# Coping When Your Spouse is Unemployed



## Administrator

The loss of a job can put the vow "for better or for worse" to the test.

Unemployment rates high on the list, along with death and divorce, as one of life's top stress-inducing events. Fortunately, there are plenty of resources and guidance for those coping with their own unemployment. But what about the rest of the family? Unemployment impacts spouses and children, too.

Joe's wife JoAnn says she feels a combination of sympathy and anger towards her jobless husband.

"I don't know what to say to him when I come home from my own job and he's obviously had another rough day of dead-end leads. The house is a mess and he's lying on the couch in his underwear," she explains. "I know he's had a rough day, but can't he make himself useful while he's waiting for callbacks?"
A Delicate Balance

Unemployment places strain on a marital relationship for obvious reasons. Aside from the financial burden unemployment places on a household, a spouse who continues to work faces his or her own issues in dealing with a displaced, depressed family breadwinner. A wife whose "secondary" job is now a couple's only source of income may suddenly shoulder the burden of paying the bills. Not only that, but she must also play the role of counselor and cheerleader to a traumatized, demoralized husband.

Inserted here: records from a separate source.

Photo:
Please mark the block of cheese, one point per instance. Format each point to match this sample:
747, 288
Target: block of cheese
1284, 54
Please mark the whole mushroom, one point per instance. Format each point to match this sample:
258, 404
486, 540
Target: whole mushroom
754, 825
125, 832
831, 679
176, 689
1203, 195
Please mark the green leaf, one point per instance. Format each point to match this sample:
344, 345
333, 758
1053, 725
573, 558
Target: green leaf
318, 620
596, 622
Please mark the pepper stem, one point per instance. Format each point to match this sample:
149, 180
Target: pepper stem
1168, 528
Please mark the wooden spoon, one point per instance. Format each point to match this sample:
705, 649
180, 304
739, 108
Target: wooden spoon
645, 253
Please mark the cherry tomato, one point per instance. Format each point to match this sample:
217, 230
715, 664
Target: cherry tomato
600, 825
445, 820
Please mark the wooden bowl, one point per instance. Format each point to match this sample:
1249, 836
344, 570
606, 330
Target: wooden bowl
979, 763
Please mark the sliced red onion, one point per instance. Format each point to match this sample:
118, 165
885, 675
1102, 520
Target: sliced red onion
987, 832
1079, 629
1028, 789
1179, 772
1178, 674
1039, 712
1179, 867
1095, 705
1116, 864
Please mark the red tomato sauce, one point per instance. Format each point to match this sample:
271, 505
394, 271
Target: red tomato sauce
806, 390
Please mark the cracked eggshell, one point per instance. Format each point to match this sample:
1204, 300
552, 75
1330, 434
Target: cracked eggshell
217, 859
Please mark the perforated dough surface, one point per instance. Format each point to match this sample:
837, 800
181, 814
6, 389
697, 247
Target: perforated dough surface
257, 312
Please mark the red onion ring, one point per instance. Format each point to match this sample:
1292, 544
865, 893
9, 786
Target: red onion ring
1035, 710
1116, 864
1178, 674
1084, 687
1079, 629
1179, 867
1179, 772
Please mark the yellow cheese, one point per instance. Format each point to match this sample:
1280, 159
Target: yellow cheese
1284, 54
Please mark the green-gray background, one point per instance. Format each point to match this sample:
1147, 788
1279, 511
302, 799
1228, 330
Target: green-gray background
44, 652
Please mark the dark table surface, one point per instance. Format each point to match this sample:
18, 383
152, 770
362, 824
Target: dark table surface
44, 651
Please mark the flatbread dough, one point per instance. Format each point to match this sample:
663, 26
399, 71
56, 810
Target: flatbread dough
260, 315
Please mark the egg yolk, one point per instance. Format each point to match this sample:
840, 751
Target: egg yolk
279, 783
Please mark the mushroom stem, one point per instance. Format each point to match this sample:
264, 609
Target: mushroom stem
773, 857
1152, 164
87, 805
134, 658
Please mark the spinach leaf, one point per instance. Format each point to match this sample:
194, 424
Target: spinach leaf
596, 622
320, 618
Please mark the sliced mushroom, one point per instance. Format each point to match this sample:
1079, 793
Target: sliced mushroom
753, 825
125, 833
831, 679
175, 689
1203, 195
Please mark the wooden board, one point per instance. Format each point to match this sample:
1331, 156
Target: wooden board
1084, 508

A woman in this situation walks a fine line between compassionate helpmate and tough-talking coach. If you happen to have a "caretaker" personality, you may have to watch a tendency to give your spouse unspoken permission to stay stuck in self-pity and inaction. Push too hard and you risk coming off as cold and uncaring.
Anticipate What's Coming

As soon as possible after a job loss, you and your husband should sit down together and strategize not only the job hunt, but ways you can head off (or at least minimize) conflicts that come with unemployment stress.

The days ahead aren't going to be easy. Put your heads together to come up with a "plan of attack" — because that's exactly what you'll need to handle the pressures that can undermine a marriage in these tough circumstances.
Marriage and Family Survival Plan

First, practice an attitude that treats unemployment as a temporary — and manageable — situation. The repeated rejection that goes with a job search is hard, but the odds are that a new job will eventually surface if you both remain focused and deliberate in your quest. Keep a healthy perspective. Be open to what God might be trying to teach you both through this experience.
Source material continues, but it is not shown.